State and Condition of Properties

The state and condition of the property, especially when it is old, can affect the purchase price. A newly renovated property can ask for a higher selling price compared to a rundown property. 

If you are purchasing or investing in a leasehold property with the remaining lease is less than, e.g., 60 years, not just that you may have difficulty getting the full loan-to-value (LTV) from the bank when taking out a mortgage but also affect the selling price due to its age.

Locations and Amenities

Property value is clearly based on the availability of necessities and facilities connected with property estate. Nearby amenities like prominent schools, shopping malls, and improved transport infrastructure like MRT stations within walking distance can significantly affect the property price. 

Singapore is divided into 3 regions, i.e., Core Central Region (CCR), the Rest of Central Region (RCR), and the Outside Central Region (RCR). The significance of each region will affect the property prices, market trends, and the impact on Singapore’s housing situation.
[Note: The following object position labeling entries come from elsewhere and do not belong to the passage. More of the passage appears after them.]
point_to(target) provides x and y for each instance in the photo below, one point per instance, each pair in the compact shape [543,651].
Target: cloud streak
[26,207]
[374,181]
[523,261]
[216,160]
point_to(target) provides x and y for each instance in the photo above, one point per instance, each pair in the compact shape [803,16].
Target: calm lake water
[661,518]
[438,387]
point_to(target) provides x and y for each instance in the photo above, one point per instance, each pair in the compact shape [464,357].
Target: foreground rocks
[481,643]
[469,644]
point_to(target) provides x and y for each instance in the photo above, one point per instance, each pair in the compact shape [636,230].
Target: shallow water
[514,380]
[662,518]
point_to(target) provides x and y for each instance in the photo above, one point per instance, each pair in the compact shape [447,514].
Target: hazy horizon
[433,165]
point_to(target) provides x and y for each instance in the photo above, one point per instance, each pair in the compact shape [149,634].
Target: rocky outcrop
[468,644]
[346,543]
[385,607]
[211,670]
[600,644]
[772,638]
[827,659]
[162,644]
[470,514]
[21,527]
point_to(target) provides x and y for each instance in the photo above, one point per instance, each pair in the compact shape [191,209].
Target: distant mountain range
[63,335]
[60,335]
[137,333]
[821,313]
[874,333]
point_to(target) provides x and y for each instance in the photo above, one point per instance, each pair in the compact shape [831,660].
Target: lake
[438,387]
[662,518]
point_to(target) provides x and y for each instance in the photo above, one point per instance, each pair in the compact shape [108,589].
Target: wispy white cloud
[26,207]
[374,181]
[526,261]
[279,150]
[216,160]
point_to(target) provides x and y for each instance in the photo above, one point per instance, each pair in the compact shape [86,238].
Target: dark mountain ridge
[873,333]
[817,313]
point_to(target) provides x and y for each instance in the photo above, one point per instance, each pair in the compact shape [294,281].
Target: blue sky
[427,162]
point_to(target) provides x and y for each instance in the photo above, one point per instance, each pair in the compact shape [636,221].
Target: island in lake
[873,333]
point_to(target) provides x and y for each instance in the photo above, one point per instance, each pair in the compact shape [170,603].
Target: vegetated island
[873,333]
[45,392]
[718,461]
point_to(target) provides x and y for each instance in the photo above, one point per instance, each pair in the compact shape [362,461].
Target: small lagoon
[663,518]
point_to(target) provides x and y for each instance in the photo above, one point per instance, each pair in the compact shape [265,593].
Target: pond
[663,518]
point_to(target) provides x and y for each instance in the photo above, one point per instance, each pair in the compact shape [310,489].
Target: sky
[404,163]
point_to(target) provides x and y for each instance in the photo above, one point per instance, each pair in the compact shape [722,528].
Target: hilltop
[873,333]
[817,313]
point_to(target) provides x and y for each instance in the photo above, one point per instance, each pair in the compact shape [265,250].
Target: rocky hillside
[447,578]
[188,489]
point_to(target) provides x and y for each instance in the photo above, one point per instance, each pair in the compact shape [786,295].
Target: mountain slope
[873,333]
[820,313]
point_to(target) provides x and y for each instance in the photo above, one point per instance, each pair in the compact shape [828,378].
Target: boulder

An old development in a prime area may have the potential for collective sale, i.e., en bloc, so some investors keep a lookout for the property with en bloc potential.


Mostly the residential property in Singapore is with a duration of 99 years. The golden years of a leasehold condo are its initial 10-20 years. This period is when the property appreciates the most. After this, you can expect rapid depreciation from the dropping lease tenure.

Freehold properties in Singapore, on the other hand, retain their value better over time. 

However, this will also mean it is more expensive compared to leasehold properties. 

Comparable Properties

Comparable properties refer to homes located in the same neighborhood with similar in size, age, condition, and features. Prices of comparable properties can affect the valuation of the property. The recent sales of properties with similar features often use as a benchmark against a property potential price.


Property prices are driven by supply and demand. To estimate price trends, it is necessary to forecast demand and supply. As such, it is important to look at all of the aforesaid factors together with market economic conditions concerning your investment goals to determine how over time your property investment may fare over time.